Chronic pain conditions as well as Restless Legs Syndrome (RLS) are known to be associated with subjectively and objectively disturbed sleep. RLS has been recently described as highly prevalent in multisite pain and the role of sleep as a modifying factor in this RLS phenotype is unknown. This study aimed to investigate if perceived sleep deficit and other sleep related parameters predict RLS in subjects with multisite pain.
Current knowledge/study rationale
We have recently demonstrated a strong association between Restless Legs Syndrome (RLS) and number of pain locations. In the current analysis we hypothesized that impaired sleep predicts RLS in subjects with multisite pain.
Questionnaire-based data from 2727 randomly selected women aged 18-64 years were used to analyze RLS symptoms, self-reported sleep quality, and the degree of daytime sleepiness (Epworth Sleepiness Scale (ESS)) in relation to type, degree and localization of body pain. Potential confounders including anthropometrics, pain localization, co-morbidities, and medication were adjusted for in the Generalized Linear Models (GLM).

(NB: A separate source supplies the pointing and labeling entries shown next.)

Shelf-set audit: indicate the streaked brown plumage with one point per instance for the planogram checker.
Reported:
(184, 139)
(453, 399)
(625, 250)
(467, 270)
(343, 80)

Perceived sleep deficit ≥90 min (OR 2.4 (1.5-3.8), p < 0.001) and frequent nocturnal awakenings (OR 2.3 (1.4-3.6), p <0.001) were the strongest sleep related predictors for RLS in subjects with multisite pain. Additional factors include prolonged sleep latency (≥30 min, OR 1.8 (1.1-2.8), p = 0.01) and daytime symptoms like elevated daytime sleepiness (ESS score ≥9, OR 1.8 (1.2-2.7), p = 0.005). Accordingly, RLS diagnosis was associated with impaired sleep quality (TST (Total Sleep Time) -8.2 min, sleep latency +8.0 min, and number of awakenings from sleep +0.4, p <0.01). ESS score increased with RLS diagnosis (+0.74, p <0.01) and number of pain locations (0.5, 1.7, and 1.8 for 1, 3, and 5 pain areas, p <0.001). In addition, confounders like pain severity, the history of psychiatric disease, and current smoking were associated with impaired sleep quality in this group of females.
Perceived sleep deficit and sleep fragmentation are the strongest sleep related predictors of RLS in multisite pain. Potential implication of our results are that clinical management programmes of RLS in subjects with multisite pain need to consider both sleep quality and sleep quantity for individually tailored treatment regimes.
RLS, pain, and sleep disorders are highly interrelated. Our study strongly suggests that clinical management of RLS in patients with multisite pain needs to consider sleep quality as an independent risk factor.
Funding sources: Grants for Romana Stehlik: Centre for Clinical Research (CKF), in Dalarna, Sweden: 2010: D18000; 2012: D12000. Swedish Sleep Research Society: 2012: D3500. Grants used for posting of the questionnaires to the population and for data management. Pain Rehabilitation Clinic, Sater, Sweden: 2011: D10000; 2012: D 20000;2013: D 5000. This amount was used for part-time salaries for personnel performing and evaluating the study. There are no other sources of funding.
Conflicts of interest: The authors have no conflict of interest.